End of transmission.

Friday, February 26, 2010

Running with the Shadows of the Night

I don’t mean to come off sounding like a grumpy old curmudgeon, but you know what really pisses me off? Trends. Don't get me wrong, I can respect a person’s decision to subscribe to a trend that truly compliments their life, but I absolutely can not stand people that hop on the bandwagon strictly for the purpose of peer perception. For example, I have an iPhone and I love it. Yes it’s trendy, but it does genuinely compliment my needs at this stage of my life. It’s handy and convenient, it’s sleek and attractive and even better, it provides all the functionality that I could possibly want from a phone. As much as it pains me personally, I can even respect a person’s decision to deck out their wardrobe with the latest brands and fashions. To them, trends in style compliment their needs and desires. Though I can always detect a hint of vinegar and water in the air when a dude walks by in an Ed Hardy t-shirt and Rockin’ Republic jeans, at least he’s living how he wants to.


Maybe you're wondering what has got me so irritated in regards to the topic of trends? Running. Yes, the very same physical motion that we’ve been doing since we were kids, running. It’s something that most everyone can do. The only qualifications are having two legs and a desire to move faster than walking. So at what point did it become so fucking trendy to run? If it were just a matter of trying to stay fit and exercise, I’d completely understand, but with the way people boast about running these days, you’d think they were auditioning for the roles of Luke Skywalker and Darth Vader in a cock saber fight.


Look, I myself am an overweight dude and I understand the importance of needing to develop an exercise routine. It’s commendable, quite frankly. What has me so agitated however is that three months ago, I knew of one dude who decided to take up running as a hobby and boy was he proud. It’s all he talked about. Each morning he challenged himself with longer distances than the day before and he would train for marathons then post his best times on the internet for his friends to see. From there, seemingly overnight, I was surrounded by born-again runners as if a casting call for Chariots of Fire 2 extras went out on the wire. Suddenly “this guy” was bragging about running three miles last night, “that girl” was bragging about running five miles this morning and “these people” were all signed up for marathons and subjecting themselves to an intense training regimen. It's worth saying again, if I felt like any of these people were doing this as a measure of simply trying to stay in shape, I’d pat them on the back, but there is something else going on here. It feels more like a group of people that just want an “atta boy” from their peers more than anything else.

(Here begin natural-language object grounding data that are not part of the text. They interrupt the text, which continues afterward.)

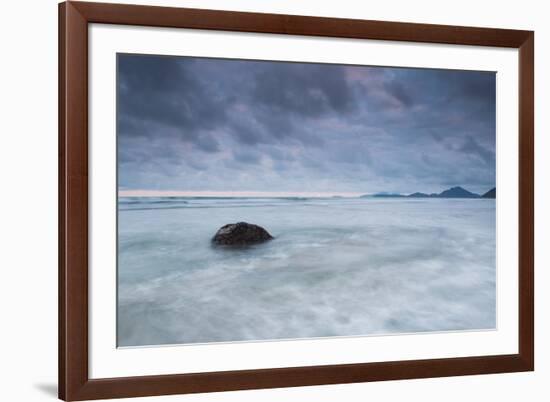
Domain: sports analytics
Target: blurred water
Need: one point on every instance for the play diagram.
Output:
(337, 267)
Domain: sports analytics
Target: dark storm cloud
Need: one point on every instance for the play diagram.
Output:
(212, 124)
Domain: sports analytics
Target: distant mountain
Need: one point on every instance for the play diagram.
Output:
(490, 194)
(453, 192)
(457, 192)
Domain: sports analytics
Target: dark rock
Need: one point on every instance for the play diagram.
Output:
(240, 234)
(490, 194)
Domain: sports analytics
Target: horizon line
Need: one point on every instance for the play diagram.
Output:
(175, 193)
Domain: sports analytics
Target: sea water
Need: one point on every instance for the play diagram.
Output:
(337, 267)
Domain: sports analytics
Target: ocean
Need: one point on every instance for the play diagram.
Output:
(337, 267)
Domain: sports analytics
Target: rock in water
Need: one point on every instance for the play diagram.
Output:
(240, 234)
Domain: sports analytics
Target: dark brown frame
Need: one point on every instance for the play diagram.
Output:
(74, 383)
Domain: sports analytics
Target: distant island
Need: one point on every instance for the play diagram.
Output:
(453, 192)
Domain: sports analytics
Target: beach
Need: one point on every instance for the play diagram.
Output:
(336, 267)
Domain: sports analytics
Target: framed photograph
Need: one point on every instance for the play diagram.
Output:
(258, 200)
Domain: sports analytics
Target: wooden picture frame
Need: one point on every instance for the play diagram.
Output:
(74, 381)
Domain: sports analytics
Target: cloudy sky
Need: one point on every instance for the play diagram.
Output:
(196, 124)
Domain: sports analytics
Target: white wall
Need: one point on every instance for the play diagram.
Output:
(28, 204)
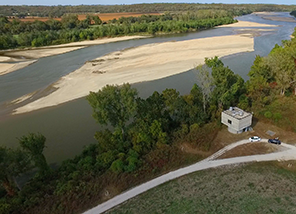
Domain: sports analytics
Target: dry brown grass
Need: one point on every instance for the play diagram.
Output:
(250, 149)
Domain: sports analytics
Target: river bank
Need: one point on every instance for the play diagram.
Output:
(145, 63)
(25, 57)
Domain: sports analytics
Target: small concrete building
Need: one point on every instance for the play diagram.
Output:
(236, 119)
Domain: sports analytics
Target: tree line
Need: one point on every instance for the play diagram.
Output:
(52, 32)
(140, 128)
(143, 137)
(58, 11)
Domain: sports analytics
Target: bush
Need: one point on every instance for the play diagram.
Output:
(277, 117)
(268, 114)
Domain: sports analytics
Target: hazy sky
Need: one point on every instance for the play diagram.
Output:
(88, 2)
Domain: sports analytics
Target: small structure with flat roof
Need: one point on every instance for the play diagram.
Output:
(237, 120)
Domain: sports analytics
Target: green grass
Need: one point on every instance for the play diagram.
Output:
(253, 188)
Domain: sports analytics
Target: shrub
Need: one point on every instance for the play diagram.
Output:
(277, 117)
(268, 114)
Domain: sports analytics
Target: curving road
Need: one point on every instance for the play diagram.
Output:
(210, 162)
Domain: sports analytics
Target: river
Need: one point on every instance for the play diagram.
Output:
(70, 126)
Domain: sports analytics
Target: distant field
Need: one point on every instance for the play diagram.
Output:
(245, 189)
(103, 16)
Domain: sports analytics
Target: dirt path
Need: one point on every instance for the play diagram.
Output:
(210, 162)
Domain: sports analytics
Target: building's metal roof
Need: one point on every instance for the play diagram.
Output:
(237, 113)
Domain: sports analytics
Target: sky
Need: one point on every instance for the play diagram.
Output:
(110, 2)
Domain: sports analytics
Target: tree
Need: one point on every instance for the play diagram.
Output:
(282, 61)
(12, 164)
(115, 105)
(205, 81)
(228, 87)
(34, 144)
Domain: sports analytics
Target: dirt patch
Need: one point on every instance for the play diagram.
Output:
(251, 188)
(250, 149)
(187, 148)
(109, 192)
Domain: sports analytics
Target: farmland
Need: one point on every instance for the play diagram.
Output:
(103, 16)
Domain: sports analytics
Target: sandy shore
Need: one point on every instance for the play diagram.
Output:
(6, 68)
(43, 52)
(247, 24)
(144, 63)
(274, 17)
(36, 53)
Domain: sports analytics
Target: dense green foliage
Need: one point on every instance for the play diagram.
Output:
(34, 34)
(144, 139)
(58, 11)
(146, 134)
(271, 89)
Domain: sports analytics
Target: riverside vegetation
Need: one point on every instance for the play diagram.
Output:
(58, 11)
(16, 33)
(146, 134)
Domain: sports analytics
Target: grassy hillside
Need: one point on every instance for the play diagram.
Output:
(252, 188)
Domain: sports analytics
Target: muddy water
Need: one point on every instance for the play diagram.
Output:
(70, 126)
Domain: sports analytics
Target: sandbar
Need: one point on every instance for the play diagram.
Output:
(144, 63)
(6, 68)
(247, 24)
(36, 53)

Honestly, I can’t say I blame them. We all like a nice pat on the back every once in a while. All I ask is that you go out and find your own niche. Sure, you could argue the point that all of these people who miraculously discovered running at the exact same time are legitimately discovering their niche, but I’m calling bullshit. I’d discuss this whole thing further, but I’ve recently taken up skipping and I have some training to do if I’m going to be ready for the big Skip Off event coming up in April. In summary, just be yourselves, people. That’s hard enough without trying to live like someone else.

Wednesday, February 24, 2010

Abandon All Hope, Ye Who Enter Here

So forgive me in advance for a relatively disturbing topic of discussion today, but let’s face it, one of the most unpleasant scenarios you can find yourself in on a daily basis is needing to take a shit a work. Am I wrong? While perfectly acceptable in an intimate environment within your own house, something about this basic human function takes on a completely different level of awkwardness at your place of business. Though it’s a process that every human being must engage in at least once per day, we feel shamed when the call of nature hits us at work.

First comes the untimely and seemingly ear-deafening roar of your stomach. Next is the cold sweats that bead up at the top of your brow and roll down. With every movement you make, it’s as though every eye in the building is suddenly thrust upon you.

“Hey buddy, where you off to?”

“Um… nowhere… I, uh… just need some supplies from the mailroom.”

You can’t grab a magazine from your desk because somehow that boring old generic rag of no significance, when picked up, will glow like bioluminescence in a pitch black cave. No sir, you’re going to have to fight this battle on your own and as soon as you can make it out that door to the main hallway, you’re home free! That is… until you actually enter the bathroom. Welcome to the seedy underbelly of your company. The Red Light district.

Unless you’ve got a great job and work in a more upscale building, chances are that you’ve got approximately three stalls with which to conduct business. There’s generally two generic stalls and then the holy grail of pooping, the handicap stall. That’s the silver tuna, but the competition is fierce. For reasons beyond any comprehension, you’re up against two other co-workers at all times for the rights to the handicap stall. Seriously, it’s like Jamie Lee Curtis personally came to your work and dropped off 100 cartons of Activia to rival departments in your building. If luck is on your side today and you do manage to secure this “executive” stall, then you have little to fear… except for the threat of the dreaded “center staller.”

The “center staller” is the jerk who wanted the “executive” stall and now is going to exact their revenge by skipping over the open stall on the end and proceeding to take the stall directly next to you. You, sir, have just been “center stalled.” Unfortunately you’re in this for the duration. What you’ll typically find in this situation is that while trying to maintain some discretion and relieve yourself in a private and respectful manner, the “center staller” cares not and immediately begins to unload with great force as if years of anger management issues are now being expressed through his asshole. No one would think any less of you if you mused that the “center staller’s” projectile deucing bared an uncanny resemblance to the drum solo from “Wipeout.”

The good news is that while this experience has been utterly traumatic, there is a light at the end of the tunnel. A reward, you might even say. Chances are that the “center staller” won’t be done by the time you are ready to head back to work, so this leaves you with a tiny window to exact some revenge. Once you’re ready to depart, why not go ahead and just give that bathroom light switch an angry flick on the way out to send a message loud and clear to the “center staller.” The message simply reads as this: “You may have struck first in this battle of wits, friend, but you’ll now be pooping in the dark for your efforts.” If you’ve performed this veteran maneuver flawlessly, you’ll now be sporting a bright smile on your face for the rest of the day. Bask in this glory, kid, you’ve earned it.